According to the legend Echinos was founded during the 1360s by Lala Shahin Pasha, hence its old name Shahin.

The village is first mentioned in an Ottoman document from the middle of the 16th century. The document lists those who voluntarily took part in Ottoman military operations. According to that document 23 Muslim families and 18 single Muslims from Shahin were involved in those operations. Their incomes are also included in the document for proper taxation.

In the end of the 19th century the renowned explorer of the Rhodope Mountains St. Shishkov traveled through Shahin and wrote about the village that the people were very passionate Muslims and when one meets a woman, she turns her face aside. If you try to talk with her or ask her something, she would call her husband. He also wrote that the village was very rich and even the children used to dress in expensive clothes. The houses were two or three stories all painted in white. Shishkov describes the village more like a little town with some 200 houses.

According to Lyubomir Miletich as of 1912 Shahin was a Pomak village in the Darıdere kaza of the Ottoman Empire. According to Patriarch Cyril as of 1943 there were 417 households and 1975 inhabitants in Shahin - all Pomaks.

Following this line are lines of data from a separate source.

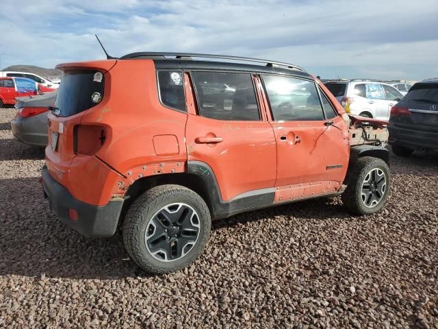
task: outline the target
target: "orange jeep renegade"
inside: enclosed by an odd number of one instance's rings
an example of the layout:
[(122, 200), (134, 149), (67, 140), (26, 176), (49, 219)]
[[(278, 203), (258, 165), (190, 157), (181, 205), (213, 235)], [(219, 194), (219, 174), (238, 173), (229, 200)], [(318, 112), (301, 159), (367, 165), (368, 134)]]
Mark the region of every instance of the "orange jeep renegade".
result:
[(388, 197), (386, 123), (347, 115), (299, 66), (135, 53), (57, 68), (42, 169), (51, 208), (87, 236), (120, 224), (147, 271), (193, 262), (212, 219), (340, 194), (370, 214)]

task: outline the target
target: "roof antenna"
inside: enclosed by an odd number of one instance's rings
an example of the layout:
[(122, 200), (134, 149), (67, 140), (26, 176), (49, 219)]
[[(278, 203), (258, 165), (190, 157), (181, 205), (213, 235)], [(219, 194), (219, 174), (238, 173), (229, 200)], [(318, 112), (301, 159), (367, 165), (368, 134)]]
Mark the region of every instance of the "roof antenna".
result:
[(97, 41), (99, 41), (99, 43), (101, 45), (101, 47), (103, 49), (103, 51), (105, 52), (105, 54), (107, 56), (107, 60), (116, 60), (116, 59), (117, 59), (115, 57), (112, 57), (112, 56), (110, 56), (110, 55), (108, 55), (108, 53), (107, 53), (107, 51), (105, 50), (105, 47), (103, 47), (103, 45), (102, 45), (102, 42), (101, 42), (101, 40), (99, 40), (99, 37), (97, 36), (97, 34), (94, 34), (94, 36), (97, 39)]

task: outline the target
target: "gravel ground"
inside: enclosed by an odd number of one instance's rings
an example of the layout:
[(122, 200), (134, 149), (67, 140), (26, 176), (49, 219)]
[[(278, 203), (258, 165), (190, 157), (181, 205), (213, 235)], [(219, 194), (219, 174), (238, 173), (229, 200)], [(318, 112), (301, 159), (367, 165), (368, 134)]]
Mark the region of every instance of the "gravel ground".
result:
[(42, 151), (0, 110), (0, 328), (438, 328), (438, 155), (392, 157), (385, 208), (352, 217), (339, 198), (213, 225), (200, 259), (149, 276), (119, 233), (58, 222), (38, 182)]

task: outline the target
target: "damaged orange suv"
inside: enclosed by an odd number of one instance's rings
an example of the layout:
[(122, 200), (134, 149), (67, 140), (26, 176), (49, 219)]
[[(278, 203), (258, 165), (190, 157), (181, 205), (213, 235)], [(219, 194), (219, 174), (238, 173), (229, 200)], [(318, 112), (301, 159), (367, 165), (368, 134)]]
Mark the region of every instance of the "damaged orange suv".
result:
[(50, 206), (87, 236), (120, 225), (147, 271), (193, 262), (213, 219), (340, 194), (370, 214), (387, 198), (386, 123), (348, 116), (299, 66), (135, 53), (57, 69), (42, 170)]

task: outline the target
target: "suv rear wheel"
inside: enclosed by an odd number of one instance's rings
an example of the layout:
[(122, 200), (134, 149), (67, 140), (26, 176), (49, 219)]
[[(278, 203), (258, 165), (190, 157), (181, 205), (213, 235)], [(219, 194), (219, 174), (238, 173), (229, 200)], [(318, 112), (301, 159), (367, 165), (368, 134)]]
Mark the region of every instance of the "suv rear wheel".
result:
[(392, 145), (392, 151), (398, 156), (409, 156), (413, 153), (413, 149), (404, 146)]
[(342, 194), (346, 208), (357, 215), (372, 214), (385, 205), (389, 193), (389, 168), (381, 159), (359, 158)]
[(211, 228), (204, 200), (179, 185), (147, 191), (133, 203), (123, 223), (123, 241), (149, 272), (173, 271), (192, 263), (204, 249)]

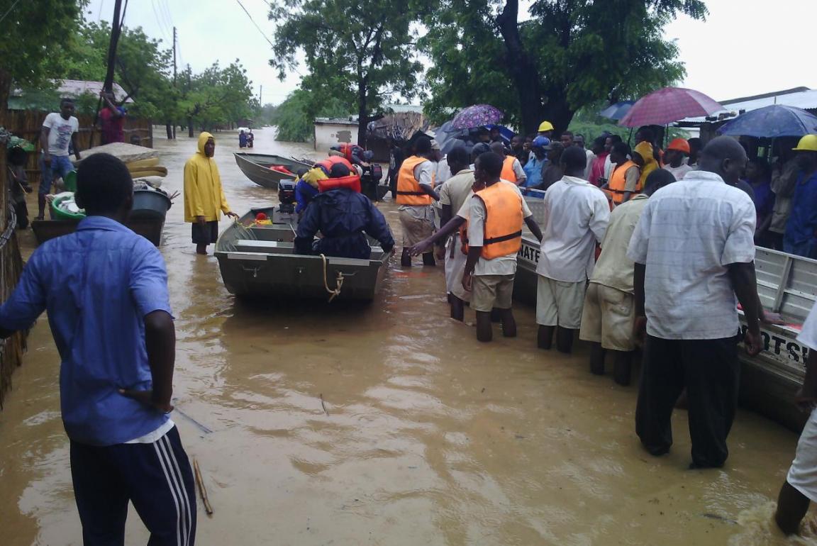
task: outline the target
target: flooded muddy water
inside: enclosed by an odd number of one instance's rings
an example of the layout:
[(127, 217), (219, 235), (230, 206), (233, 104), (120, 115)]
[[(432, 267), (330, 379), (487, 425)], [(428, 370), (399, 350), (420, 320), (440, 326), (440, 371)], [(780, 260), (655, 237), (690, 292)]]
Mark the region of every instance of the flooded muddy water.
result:
[[(256, 134), (258, 153), (320, 155)], [(233, 210), (273, 200), (235, 165), (235, 133), (217, 142)], [(167, 189), (181, 189), (195, 146), (158, 140)], [(396, 231), (396, 207), (380, 207)], [(441, 265), (394, 258), (368, 306), (241, 303), (215, 257), (194, 254), (182, 209), (179, 198), (161, 250), (173, 419), (215, 509), (199, 503), (199, 544), (817, 544), (771, 523), (797, 441), (779, 426), (741, 411), (726, 468), (688, 471), (679, 410), (672, 453), (651, 458), (634, 432), (636, 388), (591, 375), (581, 347), (538, 350), (533, 308), (516, 304), (518, 338), (478, 344), (448, 318)], [(43, 316), (0, 412), (2, 544), (82, 541), (58, 368)], [(132, 510), (127, 542), (146, 539)]]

==Administrative division==
The community of Echinos consists of two separate settlements:
- Melivoia (population 570)
- Echinos (population 2,210)

==Geography==
Echinos lies on a valley of the Rhodope Mountains. It is 761 kilometers northeast of Athens, 254 kilometers northeast of Thessaloniki, and 27 kilometers north northeast of Xanthi.

==Population==
The majority of the population of Echinos are Pomaks.

== Notable people ==

- Chafiz Sophologiotatos Tzemali (born 1937-03-10) - a graduate of the Islamic University of Madinah and mufti of Komotini.